En estas últimas semanas, las principales ciudades del país están
sufriendo el aluvión publicitario de los candidatos que postulan, tanto a
las alcaldías como a los gobiernos regionales. Avenidas, parques,
fachadas y hasta postes de alumbrado público amanecen recargados de
afiches y pintas, cada uno más curioso que el otro. La contaminación
visual está alcanzando niveles de asombro, no solo por la cantidad de
propaganda, sino por el mal talante creativo de la mayoría de ellos,
aunque por allí me dicen que es una cuestión de gustos: que los tiempos
cambian, que los gustos varían y que los consejeros publicitarios (¿en
serio?) tan solo interpretan el color y sabor de estos nuevos tiempos.
Como sea, puede ser. Ahora bien, esto amenaza con alcanzar un punto más
crítico cuando lleguen los mítines. ¡Ah! Entonces ya todo estará
consumado. Habrá largas marchas de entusiastas simpatizantes invadiendo
todas las calles, las anchas y las angostas. Capturarán los parques y
las plazas para que los candidatos, desde armatostes metálicos, puedan
vociferar sus discursos. Habrá agitadores que rugirán consignas y otra
vez palabras, palabras y palabras.
En fin, es el precio adicional que demanda vivir en democracia. No queda
de otra. Mi madre - en casos como este - decía que la carne viene con
hueso. Entonces, ni modo: son cosas de la democracia.
Sin embargo - y en medio de esta batahola propagandística - me he
encontrado con una nota en la página de Ricardo Socca, "La palabra del
día", en donde se da cuenta de la historia de la palabra "candidato".
Nada más acorde en este contexto y que vale la pena compartir.
La nota dice que se denomina "candidato" a la persona que pretende
alguna distinción, premio o cargo. Y que, en estos tiempos de espíritu
democrático, el uso de esta palabra se ha extendido rápidamente por el
mundo hispano hablante, pero con el grave peligro - digo yo - de haber
perdido, en el camino, mucho de su verdadero sentido. Por lo que leo,
este vocablo tiene un significado aún más claro - aunque solo en el
papel - en el Diccionario de autoridades que explica de esta manera el
mentado vocablo: "El que pretende y aspira o solicita conseguir alguna
dignidad, cargo o empleo público honorífico". ¿Lo habrán comprendido los
candidatos que por estos días asolan las ciudades?
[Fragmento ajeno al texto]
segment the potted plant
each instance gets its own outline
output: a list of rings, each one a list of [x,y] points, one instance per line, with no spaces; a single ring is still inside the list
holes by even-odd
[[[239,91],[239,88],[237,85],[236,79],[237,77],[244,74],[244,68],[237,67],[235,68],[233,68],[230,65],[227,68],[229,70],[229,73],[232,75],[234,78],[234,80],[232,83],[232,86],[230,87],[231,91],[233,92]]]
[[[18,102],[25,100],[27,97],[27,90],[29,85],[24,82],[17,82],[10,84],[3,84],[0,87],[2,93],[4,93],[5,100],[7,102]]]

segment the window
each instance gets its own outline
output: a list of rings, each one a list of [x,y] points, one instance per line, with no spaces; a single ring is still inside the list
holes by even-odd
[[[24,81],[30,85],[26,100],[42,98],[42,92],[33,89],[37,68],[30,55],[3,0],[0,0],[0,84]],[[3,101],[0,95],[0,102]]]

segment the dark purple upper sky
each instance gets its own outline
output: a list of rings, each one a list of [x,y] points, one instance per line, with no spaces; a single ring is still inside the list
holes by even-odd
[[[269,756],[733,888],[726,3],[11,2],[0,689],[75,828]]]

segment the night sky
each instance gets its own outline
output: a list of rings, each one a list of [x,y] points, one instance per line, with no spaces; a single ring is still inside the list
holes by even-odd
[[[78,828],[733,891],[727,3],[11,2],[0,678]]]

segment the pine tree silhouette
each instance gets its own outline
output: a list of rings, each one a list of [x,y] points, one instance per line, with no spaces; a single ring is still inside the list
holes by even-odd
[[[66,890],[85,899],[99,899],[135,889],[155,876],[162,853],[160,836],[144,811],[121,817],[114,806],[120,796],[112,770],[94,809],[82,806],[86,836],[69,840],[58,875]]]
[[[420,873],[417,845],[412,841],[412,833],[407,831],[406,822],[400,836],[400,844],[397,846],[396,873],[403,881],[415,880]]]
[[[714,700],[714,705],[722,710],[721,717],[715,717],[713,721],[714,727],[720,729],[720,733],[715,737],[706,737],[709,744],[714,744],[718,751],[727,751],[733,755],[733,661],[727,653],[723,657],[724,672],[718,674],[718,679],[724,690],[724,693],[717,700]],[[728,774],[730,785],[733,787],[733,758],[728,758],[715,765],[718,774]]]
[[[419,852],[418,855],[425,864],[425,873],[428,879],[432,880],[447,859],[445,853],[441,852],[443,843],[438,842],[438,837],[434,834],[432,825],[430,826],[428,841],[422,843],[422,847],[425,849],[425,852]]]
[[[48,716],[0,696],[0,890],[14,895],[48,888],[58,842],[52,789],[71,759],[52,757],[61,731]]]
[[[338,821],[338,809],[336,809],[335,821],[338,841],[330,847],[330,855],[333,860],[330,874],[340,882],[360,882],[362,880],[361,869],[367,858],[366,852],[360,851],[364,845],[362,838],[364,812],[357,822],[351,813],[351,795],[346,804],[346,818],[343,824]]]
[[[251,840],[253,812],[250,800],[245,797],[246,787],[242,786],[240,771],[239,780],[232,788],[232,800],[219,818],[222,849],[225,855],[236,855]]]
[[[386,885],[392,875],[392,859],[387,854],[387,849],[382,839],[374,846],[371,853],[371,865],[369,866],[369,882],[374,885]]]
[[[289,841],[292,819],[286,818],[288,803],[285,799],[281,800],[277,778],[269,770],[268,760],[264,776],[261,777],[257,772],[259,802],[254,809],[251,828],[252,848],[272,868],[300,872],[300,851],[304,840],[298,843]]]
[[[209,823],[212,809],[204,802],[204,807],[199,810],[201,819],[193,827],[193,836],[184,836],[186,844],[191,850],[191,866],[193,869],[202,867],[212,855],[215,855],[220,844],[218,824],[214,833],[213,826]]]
Así también, candidato procede del latín candidatus "el que viste de
blanco", derivado del verbo candere "ser blanco, brillar intensamente". Una voz con
la que se designaba en Roma a quienes se presentaban como aspirantes a cargos
públicos. En el ritual político romano, los candidatos debían cambiar su
habitual toga por una túnica blanca (cándida) con la que se
exhibían
públicamente para manifestar la pureza y la honradez esperables en los
hombres
públicos. Así es, y puede comprobarlo buscando en las fuentes que señala
Ricardo Socca. Ahora, temo que si algún candidato - de los que
abochornan nuestro sistema - se enterara de esta acepción, aparezca al
día siguiente totalmente vestido de blanco, sin haber entendido el
trasfondo del asunto: pureza y honradez.
Algo más, candere procede de la raíz europea kand- o kend-
que significaba "brillar". De donde vienen palabras como candelabro,
cándido, candor, incendio, etcétera. La nota aclara que ningún derivado
de candidus llegó hasta nosotros con un significado directamente alusivo al color blanco, pero la blancura deslumbrante
que la palabra latina candor expresaba en la lengua de los césares se mantuvo
en el español candor, con el mismo sentido de 'sinceridad, sencillez y pureza
de ánimo' de la palabra en latín.
Qué distancia entre el origen del vocablo y el sentido que ha ido
tomando esta palabra en estos tiempos en donde, en lugar de campaña
política, más pareciera haberse abierto una feria de promesas,
verbalmente mal construidas, y más grave aun, tan poco honestas.